Un’indagine internazionale per arrivare alla verità sui fatti di Kumanovo: questo è quanto hanno promesso i primi ministri di Kosovo e Macedonia durante un incontro avvenuto a metà dicembre. Nel quadro della prima visita ufficiale di un premier macedone in Kosovo, dunque, Zoran Zaev e Ramush Haradinaj si sono trovati d’accordo sulla necessità di fare maggiore chiarezza in merito a quanto successo nella città macedone di Kumanovo nel maggio del 2015. Qui, in una città storicamente multietnica ed immune ad ostilità tra gruppi nazionali, si consumò un conflitto a fuoco tra le forze di polizia macedoni e presunti terroristi albanesi, conclusosi con la morte di 18 persone, tra cui 8 agenti.
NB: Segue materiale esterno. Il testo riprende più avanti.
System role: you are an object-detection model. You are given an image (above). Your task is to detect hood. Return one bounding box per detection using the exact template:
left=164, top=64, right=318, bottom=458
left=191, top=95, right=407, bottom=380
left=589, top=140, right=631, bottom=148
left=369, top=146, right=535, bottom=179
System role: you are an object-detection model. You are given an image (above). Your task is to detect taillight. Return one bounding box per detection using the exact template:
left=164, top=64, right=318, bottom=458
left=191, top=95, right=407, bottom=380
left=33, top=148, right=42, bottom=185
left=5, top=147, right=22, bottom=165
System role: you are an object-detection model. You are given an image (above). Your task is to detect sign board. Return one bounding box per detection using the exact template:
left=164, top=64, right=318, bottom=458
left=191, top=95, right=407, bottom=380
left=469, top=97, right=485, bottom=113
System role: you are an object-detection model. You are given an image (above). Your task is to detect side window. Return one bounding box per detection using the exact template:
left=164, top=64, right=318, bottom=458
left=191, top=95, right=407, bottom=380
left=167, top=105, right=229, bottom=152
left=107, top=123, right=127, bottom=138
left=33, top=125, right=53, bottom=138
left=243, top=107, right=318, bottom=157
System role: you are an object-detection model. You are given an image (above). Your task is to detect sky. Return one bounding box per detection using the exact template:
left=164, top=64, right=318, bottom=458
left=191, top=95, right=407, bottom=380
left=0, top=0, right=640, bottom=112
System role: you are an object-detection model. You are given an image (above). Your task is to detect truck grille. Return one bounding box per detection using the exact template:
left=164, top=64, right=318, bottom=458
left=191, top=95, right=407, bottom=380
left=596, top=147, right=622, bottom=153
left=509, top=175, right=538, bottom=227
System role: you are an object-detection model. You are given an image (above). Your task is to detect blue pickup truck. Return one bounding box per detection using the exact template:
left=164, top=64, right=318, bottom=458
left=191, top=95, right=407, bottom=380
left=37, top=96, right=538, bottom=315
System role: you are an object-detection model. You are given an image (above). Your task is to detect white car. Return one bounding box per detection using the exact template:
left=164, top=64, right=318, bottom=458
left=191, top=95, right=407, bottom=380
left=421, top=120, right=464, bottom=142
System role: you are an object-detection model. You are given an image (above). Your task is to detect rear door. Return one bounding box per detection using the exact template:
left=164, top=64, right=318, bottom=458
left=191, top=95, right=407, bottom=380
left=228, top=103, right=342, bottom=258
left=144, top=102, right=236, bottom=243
Dopo due anni di indagini, a novembre il tribunale di Skopje ha emesso delle condanne di primo grado pesantissime contro 33 persone di etnia albanese, molte provenienti dal Kosovo, con l’accusa di terrorismo. La sentenza ha generato proteste in Kosovo, rischiando di alimentare tensioni tra Pristina e Skopje.
Le ombre su Kumanovo
La decisione di affidarsi ad un’indagine terza da parte dei due premier segna un passaggio importante, sicuramente un segnale positivo di chiarezza e cooperazione. Il caso di Kumanovo, dopotutto, resta un episodio di difficile interpretazione. Fin dalle ore successive agli scontri, difatti, si sono sollevati diversi dubbi riguardo alle motivazioni e agli attori coinvolti, come raccontato in un nostro reportage condotto in loco. Si era nel pieno della crisi macedone, un periodo di forti proteste popolari contro l’allora governo di centrodestra di Nikola Gruevski, accusato di aver organizzato un vasto piano di intercettazioni illegali di ben 20.000 cittadini macedoni. I sospetti che il conflitto armato di Kumanovo fosse stato orchestrato da apparati legati al governo per distogliere l’attenzione dallo scandalo intercettazioni e giocare la carta del nazionalismo per recuperare consensi non sono mai stati del tutto dissipati.
Le condanne
Le indagini del tribunale di Skopje, inoltre, hanno finito per aumentare i dubbi piuttosto che risolverli. I 37 imputati, alcuni dei quali con un passato di militanza nell’UÇK, l’Esercito di Liberazione del Kosovo protagonista della guerra contro la Serbia nel ‘98-‘99 e poi di un breve conflitto armato in Macedonia, hanno raccontato versioni diverse e discordanti tra loro. Mentre qualcuno ha rivendicato la volontà di un’azione armata, altri hanno raccontato di essere andati in Macedonia per una semplice conferenza stampa a tutela dei diritti della comunità albanese, trovandosi poi sotto attacco. Nonostante i tanti punti oscuri, a partire da chi ci sia dietro l’organizzazione del gruppo armato, la sentenza è stata particolarmente pesante, con ben sette ergastoli e condanne fino a 40 anni di carcere. Una tale durezza ha fatto scattare le proteste della comunità albanese, in Macedonia come in Kosovo. Nel corso delle proteste, delle bandiere macedoni sono state bruciate e sono stati alzati vessilli di sostegno ai propri “eroi nazionali” ingiustamente colpiti.
I toni concilianti
Inizialmente, il governo kosovaro non ha fatto molto per placare gli animi. Anzi, subito dopo la sentenza, il premier Haradinaj ha annunciato lo stanziamento di 219 mila euro per coprire le spese dei familiari dei condannati e delle vittime di etnia albanese. A quel punto, per qualche settimana si è corso il rischio tangibile di un’escalation delle tensioni sull’asse Skopje-Pristina. Proprio per questo, l’incontro dai toni concilianti avvenuto a Pristina tra Haradinaj e Zaev e l’annuncio della decisione congiunta di affidarsi ad un’indagine internazionale ha un grande valore. I due premier hanno confermato l’esistenza di rapporti eccellenti tra i rispettivi paesi e la volontà di cooperare il più possibile. Se a questo si aggiunge la successiva visita di Zaev in Albania, in cui gli stessi toni sono stati usati con il premier Edi Rama, è evidente che le ombre di Kumanovo e di un conflitto di natura etnica tra macedoni e albanesi si fanno sempre più lontane.